With a knowledge base like this, we may suggest a list of products for a query, and also provide explanation for our suggestion. Of course, we still need to work on query understanding. For example, assume raccoons control is a key phrase in the knowledge base. We need to map queries such as how to get rid of raccoons and raccoons removal from backyard to the key phrase raccoons control so that we can take full advantage of the content in the knowledge base.
Finally, how do we automatically construct such a knowledge base? It takes three steps: 1) Identifying candidate key phrases; 2) Identifying candidate products or product types; and 3) Mining text corpora for relationships between key phrases and products as well as relationships between two key phrases. There are lots of details, and in particular, Step #1 is worth some extra attention. Since the total number of phrases is infinite, how do we identify candidate key phrases? We may consider two approaches: i) Start with some highly valuable domains, for example, the medical domain, where a key phrase is a symptom or a condition. Quite a few websites provide comprehensive lists of symptoms and conditions (e.g., http://www.webmd.com or http://www.draxe.com), and some of them, such as dandruff and food allergy are very common queries on a product search engine. ii) Identify open-domain key phrases. First, we consider popular verb phrases, such as lose weight, fall asleep, quit smoking, as key phrases. Second, We consider noun phrases that appear in patterns such as how to {deal with, prevent, treat, get rid of, stop} [noun phrase]. More generally, we can first come up with a set of verbs of interest such as {learn, work, invest, improve, …} and then use how to [verb] [noun phrase] to find key phrases. In order to find key phrases using the above mentioned patterns, we may need the search log of a general purpose search engine, and if that is not available, we may rely on a web corpus.

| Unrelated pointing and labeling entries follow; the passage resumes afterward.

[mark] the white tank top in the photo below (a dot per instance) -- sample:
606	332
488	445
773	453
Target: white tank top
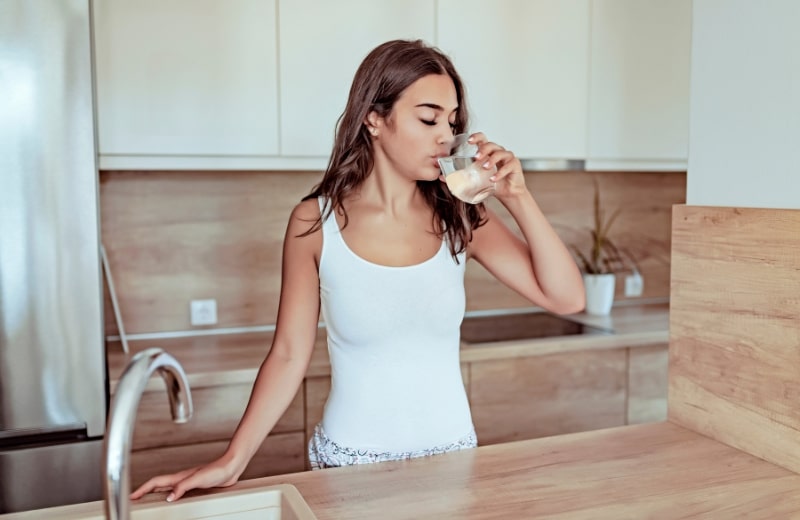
393	340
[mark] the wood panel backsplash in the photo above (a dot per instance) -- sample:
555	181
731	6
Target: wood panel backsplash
734	371
172	237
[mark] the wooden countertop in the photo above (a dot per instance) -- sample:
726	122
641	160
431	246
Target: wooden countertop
656	470
235	358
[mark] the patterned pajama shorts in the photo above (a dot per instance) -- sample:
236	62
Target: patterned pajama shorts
325	453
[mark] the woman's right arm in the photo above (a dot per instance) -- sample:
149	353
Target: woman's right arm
282	371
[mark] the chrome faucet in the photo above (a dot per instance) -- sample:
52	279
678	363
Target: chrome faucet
121	418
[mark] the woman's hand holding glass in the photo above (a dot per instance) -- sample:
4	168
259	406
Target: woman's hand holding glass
478	168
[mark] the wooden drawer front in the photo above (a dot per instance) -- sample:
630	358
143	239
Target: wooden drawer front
648	383
539	396
280	453
217	411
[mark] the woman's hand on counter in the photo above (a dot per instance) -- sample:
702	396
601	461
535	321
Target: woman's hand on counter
214	474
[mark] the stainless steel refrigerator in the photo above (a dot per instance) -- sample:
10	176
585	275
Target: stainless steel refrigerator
53	382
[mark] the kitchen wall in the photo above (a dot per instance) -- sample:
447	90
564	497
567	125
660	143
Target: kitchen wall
745	107
174	236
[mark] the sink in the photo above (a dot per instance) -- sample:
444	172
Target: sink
280	502
522	325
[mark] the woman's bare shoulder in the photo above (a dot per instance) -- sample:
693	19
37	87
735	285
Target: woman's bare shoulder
304	215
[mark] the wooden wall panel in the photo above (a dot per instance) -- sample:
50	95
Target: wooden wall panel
647	383
539	396
176	236
643	227
735	328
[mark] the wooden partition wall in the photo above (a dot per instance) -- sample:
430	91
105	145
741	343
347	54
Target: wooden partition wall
734	370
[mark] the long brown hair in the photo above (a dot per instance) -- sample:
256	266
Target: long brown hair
381	78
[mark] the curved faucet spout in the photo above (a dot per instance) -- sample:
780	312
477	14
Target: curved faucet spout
121	418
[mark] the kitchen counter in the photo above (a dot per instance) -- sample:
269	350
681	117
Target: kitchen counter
235	358
656	470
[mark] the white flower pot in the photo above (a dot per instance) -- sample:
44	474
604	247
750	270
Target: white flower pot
599	293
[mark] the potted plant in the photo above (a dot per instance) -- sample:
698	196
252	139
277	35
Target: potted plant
601	262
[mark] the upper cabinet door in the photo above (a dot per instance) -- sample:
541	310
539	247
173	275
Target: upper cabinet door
186	78
639	84
525	66
321	45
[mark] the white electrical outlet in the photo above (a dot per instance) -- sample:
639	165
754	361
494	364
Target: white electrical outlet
203	312
634	284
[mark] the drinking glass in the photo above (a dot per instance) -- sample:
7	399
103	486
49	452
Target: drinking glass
466	179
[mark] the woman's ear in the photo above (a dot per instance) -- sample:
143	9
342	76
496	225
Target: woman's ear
372	122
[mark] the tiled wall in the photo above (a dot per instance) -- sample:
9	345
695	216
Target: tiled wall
176	236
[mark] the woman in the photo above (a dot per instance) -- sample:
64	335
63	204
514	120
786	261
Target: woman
379	248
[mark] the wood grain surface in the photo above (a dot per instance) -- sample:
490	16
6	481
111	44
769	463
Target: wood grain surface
175	236
735	328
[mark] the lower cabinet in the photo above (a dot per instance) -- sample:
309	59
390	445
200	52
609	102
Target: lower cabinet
161	446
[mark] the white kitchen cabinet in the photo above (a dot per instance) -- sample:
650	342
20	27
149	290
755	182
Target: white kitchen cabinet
186	83
321	45
639	84
525	64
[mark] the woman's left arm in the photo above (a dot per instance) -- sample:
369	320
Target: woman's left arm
539	267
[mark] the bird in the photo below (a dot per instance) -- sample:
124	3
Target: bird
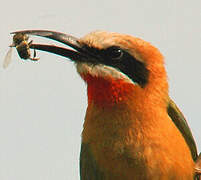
132	130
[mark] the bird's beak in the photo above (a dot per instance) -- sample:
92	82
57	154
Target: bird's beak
78	53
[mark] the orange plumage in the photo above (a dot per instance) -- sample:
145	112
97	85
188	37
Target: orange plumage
132	129
127	128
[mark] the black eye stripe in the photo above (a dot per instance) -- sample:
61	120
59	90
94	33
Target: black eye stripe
124	62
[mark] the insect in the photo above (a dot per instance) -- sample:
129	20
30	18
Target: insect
20	41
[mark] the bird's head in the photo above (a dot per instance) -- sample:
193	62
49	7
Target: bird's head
112	64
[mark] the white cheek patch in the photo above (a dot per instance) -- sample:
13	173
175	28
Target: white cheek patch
101	70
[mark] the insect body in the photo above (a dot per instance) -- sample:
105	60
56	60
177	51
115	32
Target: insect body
20	41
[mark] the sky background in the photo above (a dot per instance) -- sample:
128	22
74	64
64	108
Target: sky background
43	104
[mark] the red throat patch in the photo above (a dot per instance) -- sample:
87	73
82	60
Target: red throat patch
107	92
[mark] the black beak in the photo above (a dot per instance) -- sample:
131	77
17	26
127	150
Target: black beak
78	53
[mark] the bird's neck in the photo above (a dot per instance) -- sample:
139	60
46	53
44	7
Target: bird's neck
115	105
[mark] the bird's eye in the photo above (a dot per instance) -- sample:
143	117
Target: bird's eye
114	52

Communication: Conversational AI
A great online shopping experience depends on effective two-way communication between the customer and the e-commerce system. The goal is for the customer to easily express their intent, and for the e-commerce system to effectively seek clarification, offer comparison, make recommendations, etc.
As of now, the communication mechanisms for e-commerce are indirect, inconsistent, and sometimes confusing. As I mentioned above, very often the search engine has to guess customers’ intent. The customers, after seeing results that are not satisfactory, have to guess how to revise their queries so that the search engine may come back with better results.
Much effort has been made to improve the situation. Assume you search for red wines on Amazon. Amazon understands the query. Besides showing you a few bottles of wines, it also provides, on the left panel, a long list of options to help refine your query.
The list of options is a way of communication. It helps but it’s not perfect. First, queries such as red wine $30 get options unrelated to wines. This can be fixed when query understanding gets better. Second, working through a long list of options is not necessarily a good experience. In particular, different products have different options, which feels like a different experience every time. Third, on mobile devices, it might not be an option to communicate via a long list of options.
We need something more drastic to fundamentally improve communication: After two decades, it is time to consider moving away from the keyword search experience for e-commerce.
The trend is already underway. On the web search front, Google is offering better support for queries in the form of natural language questions. In 2017, people asked ‘how’ questions on Google more than ever before. It is predicted that 50 percent of search will be voice search by 2020. With the rise of Alexa, Siri, and Google assistant, it is obvious that online shopping will no longer be dominated by keyword search in the future.
An intelligent shopping assistant that communicates with customers in natural language (voice or text) will be the future of e-commerce. It will not only eliminate all the guesswork that plagues e-commerce search now, but also improve customer experience to a new level. On the other hand, it is not trivial to build a general purpose intelligent shopping assistant that can handle a broad range of products. In the following, I consider a two-step approach in this direction.
Slot Filling
For each product type such as red wine and rice cooker, we may automatically define a semantic frame. A semantic frame contains a number of slots. For example, the red wine semantic frame contains slots such as wine vintage, grape variety, etc., which are nothing other than those options Amazon provides for red wine (this is also why we can automatically define semantic frames for a large variety of products).
Instead of showing a long list of options and asking customers to make choices, a shopping assistant or a chatbot will have a conversation with the customer in order to fill slots in the semantic frame. The chatbot may lead the conversation and start with the most important and relevant slots (the importance and relevance can be mined from search log data). As more and more slots are being filled, customers’ intent becomes clearer, and search results become more relevant.
A lot of work has been done in this area, particularly in the field of SDS (speech dialog systems). With the recent advances in deep learning, researchers and industrial practitioners are hoping for breakthroughs in conversational AI. In particular, end-to-end, goal-oriented dialog systems have become a hot research topic, and many of these systems are designed with e-commerce as a major application (see a mini survey on conversational AI — still a draft).
Intelligent Shopping Assistant
In the slot-filling approach, for each type of products, we pre-define a set of slots (e.g., vintage, grape variety, price, etc., for wines). These slots are modeled after the features of the product, which come from the product catalog. But a customer may ask questions beyond features. For example, “how does rice cooker A compare with rice cooker B?”, “how many people does a 3-cup rice cooker serve?”, “Do I need a rice cooker or a multi-purpose cooker?”, etc. These questions are not answerable by information in the product catalog.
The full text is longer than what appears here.